This is a repo containing all my works in Udacity Nanodegree - Self Driving Car Engineer.
This program will cover the techniques that power self-driving cars across the full stack of a vehicle’s autonomous capabilities. Here I demonstrate computer vision and deep learning approaches toward perception problems like lane finding, multi-object tracking, as well as a full end-to-end algorithm for driving with behavioral aspects. From this course I also learn how to track objects from radar and lidar data with sensor fusion. From there, I can implement the concepts behind localization, path planning and control, making sure vehicle knows where it is in the environment and how to navigate through it.
In this project, I developed a deep learning model to detect and classify objects such as vehicles and pedestrians in urban settings. I utilized the Waymo Open Dataset for training and validation, applying techniques like data augmentation and transfer learning to enhance model performance. Regarding the tech stack, I used Tensorflow Object Detection API and AWS Sagemaker for an end-to-end training experience.
The Efficient Det D1 640x480 model is used, which achieved a high accuracy in identifying objects, as you can see.
In this project, I developed a comprehensive system to detect and track vehicles over time by fusing data from LiDAR and camera sensors. Utilizing the Waymo Open Dataset, I implemented a pipeline that integrates object detection, sensor fusion using an Extended Kalman Filter (EKF), data association, and track management.
I employed a deep learning approach to detect vehicles in LiDAR data, transforming 3D point clouds into a bird's-eye view (BEV) representation. This perspective facilitated the application of convolutional neural networks (CNNs) for object detection. I utilized pre-trained models, such as DarkNet and FPN-ResNet, fine-tuning them on the dataset to enhance detection accuracy. The detection pipeline included:
-
Point cloud processing: filtering and downsampling the raw LiDAR data to reduce noise and computational load.
-
BEV transformation: projecting 3D point cloud onto a 2D plane to create a BEV image suitable for CNN input.
-
Object detection: applying CNN to identify and localize vehicles within the BEV image.
To achieve accurate state estimation, I implemented an EKF to fuse measurements from both LiDAR and camera sensors. The EKF accounted for the different noise characteristics and measurement models of each sensor, providing a more robust estimate of vehicle positions and velocities. Key steps include state vector definition, prediction, and update. There is also track management using the same principle for multi-object tracking.
In this project, I develop localization function for a simulated car in the CARLA environment using scan matching techniques. The car, equipped with a lidar sensor, traverses a distance of at least 170 meters while ensuring that the pose error remains below 1.2 meters throughout the run. Localization is achieved by aligning the lidar scans with a pre-generated point cloud map using point registration techniques such as Iterative Closest Point (ICP).

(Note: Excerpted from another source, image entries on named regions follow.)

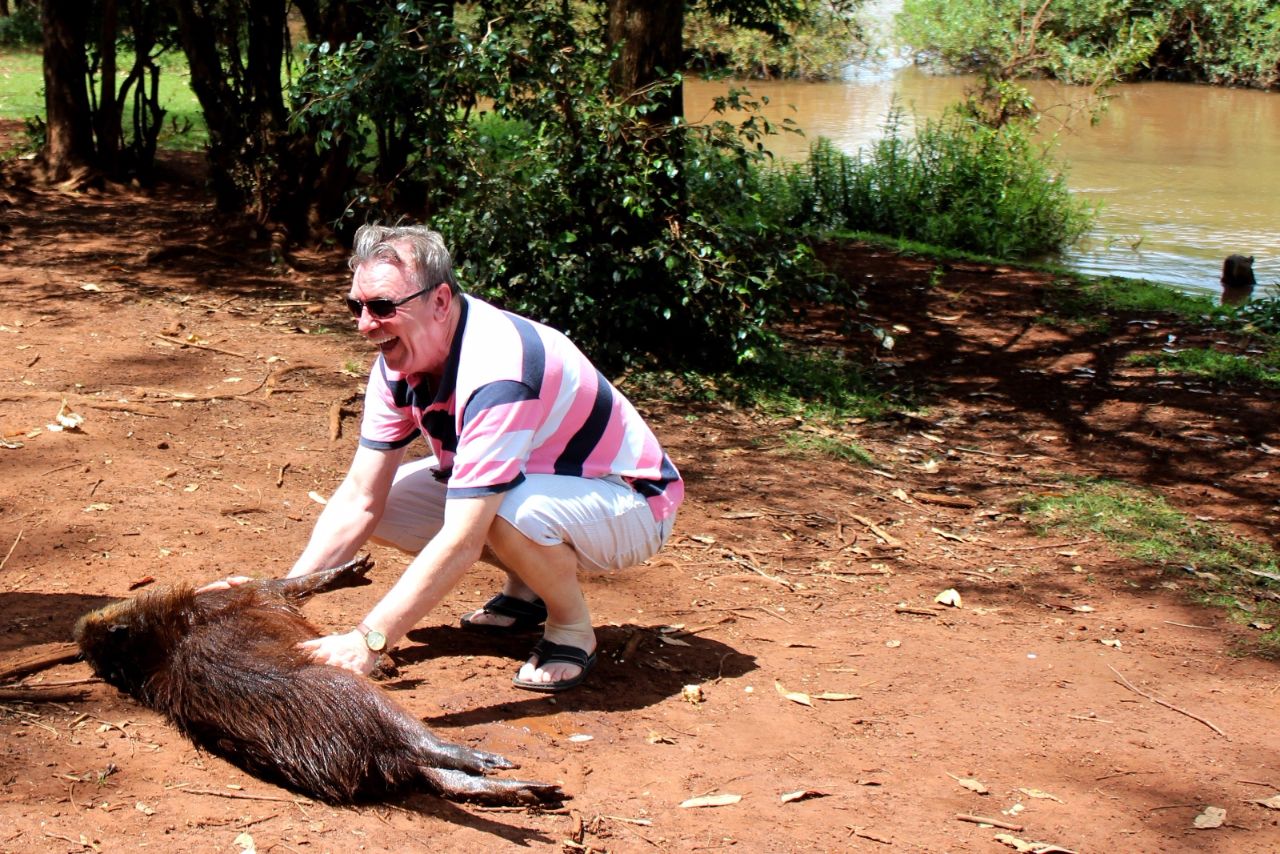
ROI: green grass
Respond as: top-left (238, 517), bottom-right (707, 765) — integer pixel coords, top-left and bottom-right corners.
top-left (621, 348), bottom-right (909, 465)
top-left (0, 50), bottom-right (209, 151)
top-left (0, 51), bottom-right (45, 120)
top-left (1129, 350), bottom-right (1280, 388)
top-left (1020, 479), bottom-right (1280, 657)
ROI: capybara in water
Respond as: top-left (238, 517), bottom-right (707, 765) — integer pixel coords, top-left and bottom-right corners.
top-left (76, 556), bottom-right (567, 804)
top-left (1222, 255), bottom-right (1258, 288)
top-left (1222, 255), bottom-right (1257, 306)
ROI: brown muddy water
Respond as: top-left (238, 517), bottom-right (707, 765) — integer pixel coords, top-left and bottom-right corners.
top-left (685, 67), bottom-right (1280, 294)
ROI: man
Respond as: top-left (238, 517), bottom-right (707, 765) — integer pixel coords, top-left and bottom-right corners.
top-left (289, 225), bottom-right (684, 691)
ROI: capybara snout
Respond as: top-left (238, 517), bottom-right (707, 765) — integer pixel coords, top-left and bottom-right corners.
top-left (76, 557), bottom-right (567, 804)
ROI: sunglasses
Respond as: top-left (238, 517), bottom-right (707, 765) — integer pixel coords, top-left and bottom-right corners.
top-left (347, 284), bottom-right (440, 320)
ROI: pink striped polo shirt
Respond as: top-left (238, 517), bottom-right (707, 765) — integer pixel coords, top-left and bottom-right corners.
top-left (360, 294), bottom-right (685, 521)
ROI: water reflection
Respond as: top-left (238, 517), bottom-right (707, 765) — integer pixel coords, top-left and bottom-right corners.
top-left (685, 68), bottom-right (1280, 293)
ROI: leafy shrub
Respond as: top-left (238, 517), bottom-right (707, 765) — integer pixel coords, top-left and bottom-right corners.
top-left (762, 111), bottom-right (1091, 259)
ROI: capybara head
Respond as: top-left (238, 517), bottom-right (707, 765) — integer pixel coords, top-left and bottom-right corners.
top-left (74, 588), bottom-right (196, 699)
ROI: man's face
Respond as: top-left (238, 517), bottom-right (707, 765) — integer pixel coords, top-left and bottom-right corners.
top-left (351, 261), bottom-right (453, 375)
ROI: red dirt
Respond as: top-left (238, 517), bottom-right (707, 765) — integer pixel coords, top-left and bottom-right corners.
top-left (0, 150), bottom-right (1280, 853)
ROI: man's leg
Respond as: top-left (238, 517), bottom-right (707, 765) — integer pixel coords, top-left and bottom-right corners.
top-left (484, 517), bottom-right (595, 682)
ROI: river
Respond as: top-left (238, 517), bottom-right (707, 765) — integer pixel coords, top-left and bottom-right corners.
top-left (685, 67), bottom-right (1280, 294)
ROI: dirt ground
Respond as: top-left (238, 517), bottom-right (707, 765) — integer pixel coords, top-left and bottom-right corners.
top-left (0, 143), bottom-right (1280, 853)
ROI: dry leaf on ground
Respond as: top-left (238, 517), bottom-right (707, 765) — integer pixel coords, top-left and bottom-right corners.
top-left (680, 795), bottom-right (742, 809)
top-left (947, 772), bottom-right (989, 795)
top-left (933, 588), bottom-right (963, 608)
top-left (996, 834), bottom-right (1075, 854)
top-left (1192, 807), bottom-right (1226, 830)
top-left (773, 681), bottom-right (813, 705)
top-left (1018, 789), bottom-right (1065, 804)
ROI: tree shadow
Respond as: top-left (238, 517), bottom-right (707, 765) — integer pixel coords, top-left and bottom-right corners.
top-left (394, 624), bottom-right (756, 727)
top-left (0, 592), bottom-right (116, 653)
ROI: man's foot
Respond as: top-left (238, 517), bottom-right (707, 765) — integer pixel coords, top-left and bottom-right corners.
top-left (462, 593), bottom-right (547, 635)
top-left (511, 638), bottom-right (596, 694)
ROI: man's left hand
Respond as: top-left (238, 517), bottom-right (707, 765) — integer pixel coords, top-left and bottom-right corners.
top-left (298, 630), bottom-right (378, 676)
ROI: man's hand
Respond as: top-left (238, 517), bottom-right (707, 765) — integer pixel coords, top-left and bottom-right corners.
top-left (298, 629), bottom-right (378, 676)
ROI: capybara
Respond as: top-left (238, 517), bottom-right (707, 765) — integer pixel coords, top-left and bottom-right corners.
top-left (1221, 255), bottom-right (1257, 306)
top-left (1222, 255), bottom-right (1258, 289)
top-left (76, 556), bottom-right (567, 804)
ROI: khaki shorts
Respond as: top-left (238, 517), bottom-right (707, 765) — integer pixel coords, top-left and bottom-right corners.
top-left (374, 457), bottom-right (675, 570)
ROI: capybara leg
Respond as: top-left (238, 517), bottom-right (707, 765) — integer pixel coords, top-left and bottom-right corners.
top-left (417, 727), bottom-right (518, 773)
top-left (421, 767), bottom-right (568, 807)
top-left (257, 554), bottom-right (374, 602)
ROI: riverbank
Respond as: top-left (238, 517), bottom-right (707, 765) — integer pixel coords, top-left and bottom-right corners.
top-left (685, 67), bottom-right (1280, 294)
top-left (0, 156), bottom-right (1280, 854)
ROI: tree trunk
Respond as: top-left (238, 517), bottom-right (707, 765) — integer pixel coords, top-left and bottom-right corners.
top-left (608, 0), bottom-right (685, 124)
top-left (40, 0), bottom-right (96, 181)
top-left (93, 0), bottom-right (120, 173)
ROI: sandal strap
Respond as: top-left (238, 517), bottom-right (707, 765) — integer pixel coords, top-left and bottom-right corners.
top-left (480, 593), bottom-right (547, 622)
top-left (530, 638), bottom-right (595, 671)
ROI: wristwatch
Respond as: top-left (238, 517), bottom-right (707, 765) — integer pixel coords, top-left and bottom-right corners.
top-left (356, 624), bottom-right (387, 653)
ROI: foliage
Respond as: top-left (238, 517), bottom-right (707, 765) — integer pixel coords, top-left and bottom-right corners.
top-left (1132, 348), bottom-right (1280, 388)
top-left (1051, 277), bottom-right (1230, 323)
top-left (897, 0), bottom-right (1280, 87)
top-left (1021, 479), bottom-right (1280, 654)
top-left (298, 3), bottom-right (817, 367)
top-left (623, 344), bottom-right (908, 426)
top-left (1235, 294), bottom-right (1280, 337)
top-left (0, 3), bottom-right (44, 49)
top-left (0, 50), bottom-right (45, 119)
top-left (762, 110), bottom-right (1091, 259)
top-left (685, 0), bottom-right (867, 79)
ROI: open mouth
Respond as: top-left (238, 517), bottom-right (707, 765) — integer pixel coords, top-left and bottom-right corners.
top-left (369, 335), bottom-right (399, 353)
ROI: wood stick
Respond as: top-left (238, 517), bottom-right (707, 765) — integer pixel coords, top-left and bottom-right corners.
top-left (156, 335), bottom-right (252, 359)
top-left (0, 685), bottom-right (86, 703)
top-left (956, 813), bottom-right (1023, 831)
top-left (988, 539), bottom-right (1093, 552)
top-left (0, 528), bottom-right (27, 570)
top-left (852, 515), bottom-right (902, 548)
top-left (165, 784), bottom-right (312, 804)
top-left (0, 643), bottom-right (79, 682)
top-left (1107, 665), bottom-right (1231, 741)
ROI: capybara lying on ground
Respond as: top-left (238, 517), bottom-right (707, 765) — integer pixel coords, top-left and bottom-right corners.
top-left (76, 557), bottom-right (566, 804)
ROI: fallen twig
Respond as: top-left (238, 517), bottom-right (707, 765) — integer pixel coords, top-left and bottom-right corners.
top-left (956, 813), bottom-right (1023, 831)
top-left (0, 528), bottom-right (27, 570)
top-left (987, 539), bottom-right (1092, 552)
top-left (156, 335), bottom-right (252, 359)
top-left (165, 784), bottom-right (304, 804)
top-left (0, 685), bottom-right (84, 703)
top-left (850, 513), bottom-right (902, 548)
top-left (1107, 665), bottom-right (1231, 741)
top-left (722, 549), bottom-right (795, 590)
top-left (849, 827), bottom-right (893, 845)
top-left (0, 643), bottom-right (79, 682)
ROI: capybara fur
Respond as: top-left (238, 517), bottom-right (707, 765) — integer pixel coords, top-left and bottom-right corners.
top-left (1222, 255), bottom-right (1258, 288)
top-left (76, 556), bottom-right (567, 805)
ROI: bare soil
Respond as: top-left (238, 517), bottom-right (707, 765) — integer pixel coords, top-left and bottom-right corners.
top-left (0, 143), bottom-right (1280, 853)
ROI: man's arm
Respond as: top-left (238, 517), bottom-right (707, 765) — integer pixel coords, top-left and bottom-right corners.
top-left (301, 494), bottom-right (503, 673)
top-left (288, 446), bottom-right (404, 577)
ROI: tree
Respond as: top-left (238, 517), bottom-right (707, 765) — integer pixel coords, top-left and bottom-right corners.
top-left (41, 0), bottom-right (97, 181)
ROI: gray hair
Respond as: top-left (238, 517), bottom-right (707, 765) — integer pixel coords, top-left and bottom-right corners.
top-left (347, 224), bottom-right (461, 293)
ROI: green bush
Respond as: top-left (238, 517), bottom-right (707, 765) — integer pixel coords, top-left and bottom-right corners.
top-left (0, 3), bottom-right (44, 47)
top-left (762, 111), bottom-right (1091, 259)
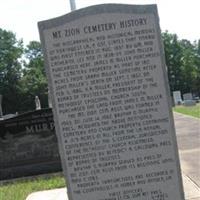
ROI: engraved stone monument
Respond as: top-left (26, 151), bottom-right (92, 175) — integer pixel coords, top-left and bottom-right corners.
top-left (173, 91), bottom-right (183, 105)
top-left (35, 96), bottom-right (41, 110)
top-left (39, 4), bottom-right (184, 200)
top-left (183, 93), bottom-right (196, 106)
top-left (0, 94), bottom-right (3, 117)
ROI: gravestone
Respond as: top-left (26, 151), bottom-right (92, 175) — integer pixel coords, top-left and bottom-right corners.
top-left (35, 96), bottom-right (41, 110)
top-left (0, 109), bottom-right (61, 181)
top-left (183, 93), bottom-right (193, 101)
top-left (183, 93), bottom-right (196, 106)
top-left (39, 4), bottom-right (184, 200)
top-left (173, 91), bottom-right (183, 105)
top-left (0, 94), bottom-right (3, 118)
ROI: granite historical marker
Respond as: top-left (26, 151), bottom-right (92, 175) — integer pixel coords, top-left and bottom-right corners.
top-left (39, 4), bottom-right (184, 200)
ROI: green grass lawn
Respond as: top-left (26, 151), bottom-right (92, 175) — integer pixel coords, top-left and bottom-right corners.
top-left (173, 103), bottom-right (200, 118)
top-left (0, 174), bottom-right (65, 200)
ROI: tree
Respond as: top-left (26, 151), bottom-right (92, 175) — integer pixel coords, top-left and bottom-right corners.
top-left (0, 28), bottom-right (23, 114)
top-left (162, 31), bottom-right (183, 91)
top-left (20, 41), bottom-right (48, 110)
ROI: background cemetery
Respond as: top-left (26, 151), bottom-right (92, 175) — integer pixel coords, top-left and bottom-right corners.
top-left (0, 29), bottom-right (200, 115)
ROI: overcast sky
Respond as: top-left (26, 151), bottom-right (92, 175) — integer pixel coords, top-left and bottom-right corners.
top-left (0, 0), bottom-right (200, 44)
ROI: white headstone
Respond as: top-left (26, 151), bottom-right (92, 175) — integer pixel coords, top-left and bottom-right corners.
top-left (173, 91), bottom-right (183, 105)
top-left (0, 94), bottom-right (3, 117)
top-left (39, 4), bottom-right (184, 200)
top-left (183, 93), bottom-right (193, 101)
top-left (35, 96), bottom-right (41, 110)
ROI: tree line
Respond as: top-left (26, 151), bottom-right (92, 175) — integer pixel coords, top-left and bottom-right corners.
top-left (0, 28), bottom-right (200, 114)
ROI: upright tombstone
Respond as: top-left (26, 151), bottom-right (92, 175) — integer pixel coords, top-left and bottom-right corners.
top-left (173, 91), bottom-right (183, 105)
top-left (35, 96), bottom-right (41, 110)
top-left (183, 93), bottom-right (196, 106)
top-left (0, 94), bottom-right (3, 117)
top-left (39, 4), bottom-right (184, 200)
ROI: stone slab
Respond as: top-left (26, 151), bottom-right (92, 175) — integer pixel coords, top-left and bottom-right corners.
top-left (26, 174), bottom-right (200, 200)
top-left (39, 4), bottom-right (184, 200)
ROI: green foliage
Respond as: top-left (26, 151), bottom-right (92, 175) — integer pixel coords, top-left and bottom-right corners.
top-left (0, 175), bottom-right (65, 200)
top-left (162, 31), bottom-right (200, 95)
top-left (20, 41), bottom-right (48, 110)
top-left (0, 29), bottom-right (200, 114)
top-left (0, 29), bottom-right (23, 113)
top-left (173, 103), bottom-right (200, 118)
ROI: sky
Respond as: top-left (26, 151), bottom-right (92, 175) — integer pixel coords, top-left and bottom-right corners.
top-left (0, 0), bottom-right (200, 44)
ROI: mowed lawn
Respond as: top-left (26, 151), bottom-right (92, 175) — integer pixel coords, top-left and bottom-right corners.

In this project, I implemented two of the main components of a traditional hierarchical planner: The Behavior Planner and the Motion Planner. Both will work in unison to be able to:
-
Avoid static objects (cars, bicycles and trucks) parked on the side of the road (but still invading the lane). The vehicle must avoid crashing with these vehicles by executing either a “nudge” or a “lane change” maneuver.
-
Handle any type of intersection (3-way, 4-way intersections and roundabouts) by STOPPING in all of them (by default)
-
Track the centerline on the traveling lane.
Features implemented:
-
Behavioral planning logic using Finite State Machines - FSM.
-
Static objects collision checking.
-
Path and trajectory generation using cubic spirals.
-
Best trajectory selection though a cost function evaluation. This cost function will mainly perform a collision check and a proximity check to bring cost higher as we get closer or collide with objects but maintaining a bias to stay closer to the lane center line.
Similar to Project 4, but this time with a Proportional-Integral-Derivative (PID) controller to guide an autonomous vehicle along a predefined trajectory in a simulated environment. This project offers hands-on experience with fundamental control systems, preparing students for real-world challenges in autonomous vehicle development by integrating theoretical principles with practical simulation-based testing.
Through these projects, I believe I have acquired and consolidated a comprehensive understanding of the essential components of autonomous vehicle systems, including perception, sensor fusion, localization, planning, and control. I look forward to contribute to the advancement of AD/ADAS technology in the upcoming years.